Watch mode is ideal for development workflows where you want the cache to stay in sync with your files.

## Common Queries

```bash
# Active tasks
sqlite3 cache.db "SELECT title FROM tasks WHERE status='active'"

# Recent updates
sqlite3 cache.db "SELECT title, updated FROM tasks ORDER BY updated DESC LIMIT 10"

# By project
sqlite3 cache.db "SELECT project, COUNT(*) FROM tasks GROUP BY project"

# Search content
sqlite3 cache.db "SELECT title FROM tasks WHERE body LIKE '%cache%'"

# High priority incomplete
sqlite3 cache.db "SELECT title FROM tasks WHERE priority='high' AND status != 'completed'"
```

## Philosophy

SQLDown follows the Unix philosophy: do one thing well.

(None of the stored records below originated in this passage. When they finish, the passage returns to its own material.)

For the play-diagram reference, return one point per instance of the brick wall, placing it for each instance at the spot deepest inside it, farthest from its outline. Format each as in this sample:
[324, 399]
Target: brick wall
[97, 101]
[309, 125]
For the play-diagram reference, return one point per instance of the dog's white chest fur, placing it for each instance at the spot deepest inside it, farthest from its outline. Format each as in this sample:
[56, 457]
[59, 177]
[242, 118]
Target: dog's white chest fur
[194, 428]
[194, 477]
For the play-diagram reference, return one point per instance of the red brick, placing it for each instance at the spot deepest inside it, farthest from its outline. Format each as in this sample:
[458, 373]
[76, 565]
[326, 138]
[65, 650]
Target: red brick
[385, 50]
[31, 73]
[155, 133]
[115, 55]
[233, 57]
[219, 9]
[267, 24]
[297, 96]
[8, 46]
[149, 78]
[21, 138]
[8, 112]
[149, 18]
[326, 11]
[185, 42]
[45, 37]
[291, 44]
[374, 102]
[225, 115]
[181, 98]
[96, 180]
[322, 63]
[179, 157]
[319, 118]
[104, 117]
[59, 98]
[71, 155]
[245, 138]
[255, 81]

- **Load**: SQLDown handles the complex markdown → SQLite conversion
- **Query**: sqlite3 provides perfect SQL interface (no wrapper needed)
- **Dump**: SQLDown reconstructs markdown from database rows

Why not wrap sqlite3? Because it's already perfect for queries:
- Full SQL power without wrapper limitations
- Standard tool with excellent documentation
- Multiple output formats (CSV, JSON, column, etc.)
- Interactive shell with history and completion
- Zero overhead for read operations

## Requirements

- Python 3.8+ (includes sqlite3 module)
- sqlite3 CLI (built-in on macOS/Linux)

**Python Dependencies** (installed automatically):
- click >= 8.0 - CLI framework
- sqlite-utils >= 3.30 - SQLite schema management
- PyYAML >= 6.0 - YAML frontmatter parsing
- pathspec >= 0.11 - Gitignore pattern support
- watchdog >= 3.0 - File system monitoring

## Integration

SQLDown is designed for both human and AI use:

**For Developers:**
- Simple CLI with sensible defaults
- Watch mode for development workflows
- Smart change detection saves time
- Direct sqlite3 access for queries

**For AI Assistants:**
- Efficient token usage via SQL queries
- Progressive disclosure pattern
- Query metadata first, read files only when needed
- Structured data extraction from markdown

## Contributing

Contributions welcome! Please check out the [issues](https://github.com/mbailey/sqldown/issues) on GitHub.

## License

MIT

## Changelog

### v0.1.0 (2025-01-14)

**Initial PyPI Release** 🎉

- Full bidirectional markdown ↔ SQLite conversion
- Dynamic schema generation from YAML frontmatter
- Intelligent column limit protection (SQLite 2000 column limit)
- Top-N section extraction for diverse document collections
- Watch mode for automatic file sync
- Smart change detection on export
- Comprehensive CLI with `load`, `dump`, and `info` commands
- Python 3.8+ support

### Development History

See [SPECIFICATION.md](SPECIFICATION.md) for the complete design.
See [REVIEW.md](REVIEW.md) for architectural decisions and trade-offs.